Astrocyte Elevated Gene-1 Mediates Glycolysis and Tumorigenesis in Colorectal Carcinoma Cells via AMPK Signaling

1Department of Pathology, The Affiliated Tumor Hospital of Harbin Medical University, Harbin 150040, China
2Department of Medical Genetics, Harbin Medical University, Harbin 150086, China

Received 8 December 2013; Revised 17 February 2014; Accepted 19 March 2014; Published 16 April 2014

Academic Editor: Antonio Macciò

Copyright © 2014 Hong-tao Song et al.
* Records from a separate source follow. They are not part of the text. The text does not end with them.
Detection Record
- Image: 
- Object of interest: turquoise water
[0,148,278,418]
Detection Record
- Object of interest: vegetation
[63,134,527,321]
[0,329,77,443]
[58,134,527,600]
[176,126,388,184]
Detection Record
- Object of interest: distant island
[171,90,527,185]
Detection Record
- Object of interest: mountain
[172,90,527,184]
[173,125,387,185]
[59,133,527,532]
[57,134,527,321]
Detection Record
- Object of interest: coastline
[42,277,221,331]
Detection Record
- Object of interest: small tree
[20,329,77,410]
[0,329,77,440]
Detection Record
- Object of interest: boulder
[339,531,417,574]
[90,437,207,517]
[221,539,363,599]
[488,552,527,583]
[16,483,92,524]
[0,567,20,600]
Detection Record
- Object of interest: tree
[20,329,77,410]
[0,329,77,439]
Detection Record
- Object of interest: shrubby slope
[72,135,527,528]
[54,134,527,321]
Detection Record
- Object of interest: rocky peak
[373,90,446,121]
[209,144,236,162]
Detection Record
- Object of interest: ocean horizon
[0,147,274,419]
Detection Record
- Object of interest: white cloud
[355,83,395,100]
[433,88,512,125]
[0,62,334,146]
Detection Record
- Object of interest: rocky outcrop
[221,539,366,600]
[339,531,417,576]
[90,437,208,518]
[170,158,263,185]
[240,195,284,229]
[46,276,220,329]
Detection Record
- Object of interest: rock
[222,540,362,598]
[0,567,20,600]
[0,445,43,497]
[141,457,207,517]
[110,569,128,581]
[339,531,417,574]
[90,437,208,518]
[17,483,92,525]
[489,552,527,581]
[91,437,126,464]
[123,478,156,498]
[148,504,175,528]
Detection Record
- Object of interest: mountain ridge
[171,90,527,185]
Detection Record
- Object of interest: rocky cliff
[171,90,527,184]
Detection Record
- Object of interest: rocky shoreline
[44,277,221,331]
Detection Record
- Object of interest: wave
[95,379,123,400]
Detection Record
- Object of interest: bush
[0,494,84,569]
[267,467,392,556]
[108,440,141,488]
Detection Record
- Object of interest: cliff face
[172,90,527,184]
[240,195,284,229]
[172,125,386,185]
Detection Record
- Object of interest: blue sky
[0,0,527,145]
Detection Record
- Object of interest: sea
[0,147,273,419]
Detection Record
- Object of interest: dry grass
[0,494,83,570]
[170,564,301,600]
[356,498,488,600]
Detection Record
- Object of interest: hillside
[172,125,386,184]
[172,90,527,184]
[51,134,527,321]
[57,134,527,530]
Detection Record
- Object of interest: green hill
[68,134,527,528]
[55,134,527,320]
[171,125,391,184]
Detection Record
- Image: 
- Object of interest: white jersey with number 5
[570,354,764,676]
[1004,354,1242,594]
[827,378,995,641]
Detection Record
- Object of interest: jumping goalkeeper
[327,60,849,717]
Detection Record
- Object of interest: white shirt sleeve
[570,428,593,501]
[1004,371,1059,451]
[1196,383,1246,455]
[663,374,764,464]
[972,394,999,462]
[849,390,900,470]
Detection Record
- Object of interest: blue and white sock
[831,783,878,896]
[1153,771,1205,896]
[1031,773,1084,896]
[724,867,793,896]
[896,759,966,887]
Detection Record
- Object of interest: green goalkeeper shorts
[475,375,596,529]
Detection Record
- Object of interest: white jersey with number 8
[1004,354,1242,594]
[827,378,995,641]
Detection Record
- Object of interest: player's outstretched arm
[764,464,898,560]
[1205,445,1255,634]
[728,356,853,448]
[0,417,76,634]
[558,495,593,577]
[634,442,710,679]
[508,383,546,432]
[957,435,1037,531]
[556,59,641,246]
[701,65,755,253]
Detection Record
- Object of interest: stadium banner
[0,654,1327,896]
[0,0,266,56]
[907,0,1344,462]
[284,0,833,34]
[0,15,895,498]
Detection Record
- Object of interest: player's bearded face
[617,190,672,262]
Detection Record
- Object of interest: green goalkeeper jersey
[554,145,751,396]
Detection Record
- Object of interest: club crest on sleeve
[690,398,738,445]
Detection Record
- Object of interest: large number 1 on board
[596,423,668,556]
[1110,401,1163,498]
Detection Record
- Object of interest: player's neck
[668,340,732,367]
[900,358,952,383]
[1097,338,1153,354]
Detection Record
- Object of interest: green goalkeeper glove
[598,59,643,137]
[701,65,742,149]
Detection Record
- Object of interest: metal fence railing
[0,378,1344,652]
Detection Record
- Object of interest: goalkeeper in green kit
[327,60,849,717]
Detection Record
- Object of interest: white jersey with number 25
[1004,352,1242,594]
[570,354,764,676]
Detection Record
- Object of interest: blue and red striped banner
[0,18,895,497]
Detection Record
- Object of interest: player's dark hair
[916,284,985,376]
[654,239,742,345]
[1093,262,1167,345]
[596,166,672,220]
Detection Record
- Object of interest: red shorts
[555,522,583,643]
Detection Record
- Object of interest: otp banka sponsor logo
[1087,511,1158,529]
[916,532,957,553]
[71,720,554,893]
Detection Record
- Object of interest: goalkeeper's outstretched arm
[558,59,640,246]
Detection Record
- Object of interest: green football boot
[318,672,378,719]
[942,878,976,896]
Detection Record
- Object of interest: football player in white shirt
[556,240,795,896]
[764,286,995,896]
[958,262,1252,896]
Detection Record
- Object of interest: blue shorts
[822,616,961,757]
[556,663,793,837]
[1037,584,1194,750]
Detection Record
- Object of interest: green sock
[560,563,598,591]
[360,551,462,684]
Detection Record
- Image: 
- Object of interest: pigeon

This is an open access article distributed under the Creative Commons Attribution License, which permits unrestricted use, distribution, and reproduction in any medium, provided the original work is properly cited.

Abstract

To investigate the role of AEG-1 in glycolysis and tumorigenesis, we construct myc-AEG-1 expression vector and demonstrate a novel mechanism that AEG-1 may increase the activity of AMPK by Thr172 phosphorylation. The higher expression levels of AEG-1 in colorectal carcinoma cells were found but showed significant difference in different cell lines. To study the role of AEG-1 in colorectal cells, myc-AEG-1 vector was constructed and transfected into NCM460 colonic epithelial cells. We observed consistent increasing of glucose consumption and lactate production, typical features of anaerobic glycolysis, suggesting that AEG-1 may promote anaerobic glycolysis. Moreover, we noted that AMPK phosphorylation at Thr172 as well as pPFK2 (Ser466) was increased in NCM460 cells overexpressing AEG-1. Compound C may block AMPK and PFK2 phosphorylation in both control and AEG-1-overexpressed cells and decrease the glucose consumption and lactate production. The present findings indicated that reduced AEG-1 protein levels by RNAi may decrease the glucose consumption and lactate production in HCT116 colorectal carcinoma cells. The present identified AEG-1/AMPK/PFK2 glycolysis cascade may be essential to cell proliferation and tumor growth. The present results may provide us with a mechanistic insight into novel targets controlled by AEG-1, and the components in the AEG-1/AMPK/PFK2 glycolysis process may be targeted for the clinical treatment of cancer.